Lincoln Overturns Denial of LTD Benefits After Two Appeals
After fighting for her disability benefits for over a year, Lincoln finally awarded benefits to our client following two levels of administrative appeal filed by Attorney Stephen Jessup. When our client first contacted our office she had been recently denied by Lincoln on the basis that the available medical information did not support a level of impairment that would prevent her from performing the material and substantial duties of her occupation as a Customer Service Representative. What stood out to Attorney Jessup most after reviewing Lincoln’s denial letter was the fact that the only medical condition referenced as disabling was our client’s diagnosis of Ulcerative Colitis, with no real evaluation of the effects of her diagnosis of Multiple Sclerosis.
The Mandatory First Level of Appeal
In preparing our client’s first Appeal, Attorney Jessup focused on the contents of Lincoln’s internal medical review report with specific attention to Lincoln’s doctor’s assertion that the available medical records lacked objective evidence of restrictions and limitations as it related to our client’s ability to physically perform her occupational duties. To best assess her physical abilities Attorney Jessup arranged for a Functional Capacity Examination, the results of which indicated that she would not be able to meet the “light” duty physical demand level required of her occupation as set forth by the Department of Labor’s standard contained in Dictionary of Occupational Titles.
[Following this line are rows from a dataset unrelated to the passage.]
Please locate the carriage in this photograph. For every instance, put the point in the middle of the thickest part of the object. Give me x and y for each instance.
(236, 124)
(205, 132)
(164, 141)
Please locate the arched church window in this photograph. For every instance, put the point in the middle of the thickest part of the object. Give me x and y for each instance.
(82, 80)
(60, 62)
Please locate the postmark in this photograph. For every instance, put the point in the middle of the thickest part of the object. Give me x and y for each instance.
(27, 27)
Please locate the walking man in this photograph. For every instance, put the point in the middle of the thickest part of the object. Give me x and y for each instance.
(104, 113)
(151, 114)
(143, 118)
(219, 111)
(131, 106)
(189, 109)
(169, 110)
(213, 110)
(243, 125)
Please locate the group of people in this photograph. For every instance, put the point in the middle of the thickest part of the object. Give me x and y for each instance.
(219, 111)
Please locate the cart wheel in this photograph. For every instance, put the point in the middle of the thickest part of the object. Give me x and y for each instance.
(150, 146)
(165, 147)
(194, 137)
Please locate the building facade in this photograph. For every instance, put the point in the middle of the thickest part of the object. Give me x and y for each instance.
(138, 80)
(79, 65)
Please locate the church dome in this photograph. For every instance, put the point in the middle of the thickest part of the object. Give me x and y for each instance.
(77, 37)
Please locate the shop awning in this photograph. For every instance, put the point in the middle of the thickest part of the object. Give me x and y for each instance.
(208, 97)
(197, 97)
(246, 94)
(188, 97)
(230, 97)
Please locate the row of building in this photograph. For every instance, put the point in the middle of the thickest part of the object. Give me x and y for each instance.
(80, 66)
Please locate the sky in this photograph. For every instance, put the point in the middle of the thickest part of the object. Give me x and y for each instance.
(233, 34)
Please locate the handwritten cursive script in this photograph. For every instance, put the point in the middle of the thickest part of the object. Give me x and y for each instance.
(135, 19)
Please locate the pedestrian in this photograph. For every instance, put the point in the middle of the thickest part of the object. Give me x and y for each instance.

As our client’s diagnosis of Multiple Sclerosis was being questioned by Lincoln, an updated MRI of the brain was performed during the course of preparing the appeal that indicated numerous areas of abnormal white matter highly suggestive of multiple sclerosis. This updated MRI along with additional records and opinions from her neurologist were collected to correlate our client’s diagnosis with the results of the Functional Capacity Examination to establish functional impairment as it related to her ability to work in her former occupation.
Armed with this new objective evidence to substantiate our client’s diagnosis and functional restrictions and limitations Attorney Jessup filed the administrative appeal. Lincoln prolonged the review and exercised its right to a 45 day extension to complete its evaluation of the information submitted. Unfortunately, despite new supportive evidence of disability Lincoln denied the first appeal upholding the decision to terminate benefits, and in doing so echoed much of the same argument contained in the first denial letter. Lincoln continued to assert a lack of information to support an inability to perform her “light” duty demand level occupation, despite objective evidence to the contrary.
The Second Mandatory Appeal
Lincoln is unique amongst disability insurance carriers in that Lincoln’s policies require two levels of administrative appeal prior to the filing of a civil lawsuit in Federal court. Following the denial of the appeal Attorney Jessup began preparations for the filing of the second appeal. Updated claim file information was requested from Lincoln, to include the reports of the medical reviewers who determined our client was unrestricted from work duties. In submitting the second appeal Attorney Jessup received focused responses by our client’s doctors to the medical reports created by Lincoln’s doctors; and reiterated arguments pertaining to our client’s physical restrictions and limitations in light of the objective evidence provided. Attorney Jessup and our client remained optimistic despite all the setbacks that the new independent review performed by Lincoln would result in our client’s benefits being reinstated.
Lincoln did not exercise a 45 day extension during the review of the appeal and within thirty days of the filing of the appeal Lincoln notified our office that it was reinstating our client’s claim for benefits. Needless to say following the year long fight with Lincoln to secure her benefits our client finally felt vindicated.